In the lead-up to the Oscars, different groups are split on the best movie of 2018. The Golden Globes went with "Bohemian Rhapsody," Screen Actors Guild favored "Black Panther," the Directors Guild chose "Roma," and the Producers Guild supported "Green Book." That's unheard of. 

So it means the race is wide open for Sunday night's Academy Awards. Most of the eight nominees have a legitimate pathway to the win, but all of them have a little stink on them that could be a deal breaker.

At first glance, "The Favourite" looks like traditional Oscar bait. It's a period piece with lavish costumes and great actors. Then you watch it and see it's pretty dark, kinky and weird - too much for some voters.

Similarly, "BlackKklansman" is far too edgy - although, if the politically-minded voters want to send a message, this is the one - definitely more than "Vice," which is little more than a liberal take-down of a controversial political figure that feels about a decade too late. Plus, the Academy doesn't usually go for comedies, although it might with "Green Book," which is a likable movie with a lot of support. But the family of one of the characters has gone public saying the movie is full of lies, and one of the screenwriters put out some anti-Muslim tweets. 

I think the bad press around "Bohemian Rhapsody" will inevitably sink it. Director Bryan Singer was fired mid-production and faces a slew of sexual harassment accusations. The Academy wants no part of the #MeToo mess.  Money talks, though, and the Queen bio-pic was a huge hit. But so was "A Star is Born," and I can't figure out why this Oscar-friendly movie somehow fizzled out this Awards season. Bradley Cooper not being nominated for Best Director is a crime, and it probably indicates the movie won't win. 
"Black Panther" is the movie I think should win. It's hard to argue that it's not at least the most important movie of the year - a cultural milestone for representation, timely in its political message, and a multi-billion dollar hit. Yeah, it's a superhero movie, but it also fits in the Hollywood tradition of big epics winning the top prize - even fairly recently with "Lord of the Rings: Return of the King" and "Gladiator."  

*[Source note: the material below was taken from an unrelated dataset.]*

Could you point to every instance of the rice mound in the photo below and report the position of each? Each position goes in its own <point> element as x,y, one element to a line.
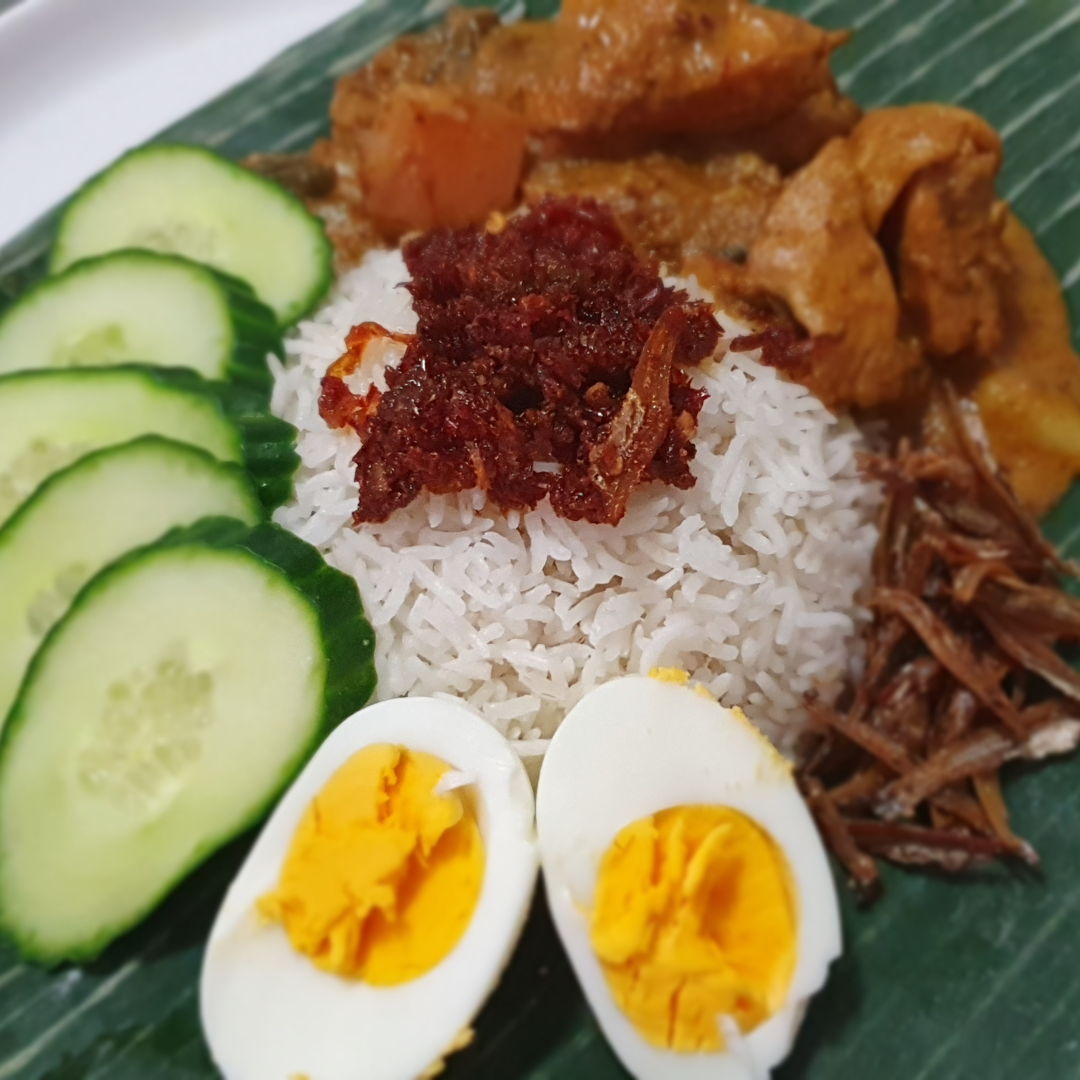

But I suspect the Academy doesn't want to validate the Disney/Marvel monster and will instead pick the movie they feel they have to vote for - the "eat your vegetables" movie. That's "Roma," a deeply personal portrait of Mexico by its well respected Mexican director, Alfonso Cuaron. I found it a bit of a slog, but it's certainly beautifully made, and it would be the first foreign language film to win. Its only downside: the Academy would have to admit Netflix is a real thing now, and that maybe movie theaters don't matter so much.

I think "Roma" wins, but what do I know? I've been wrong the last three years.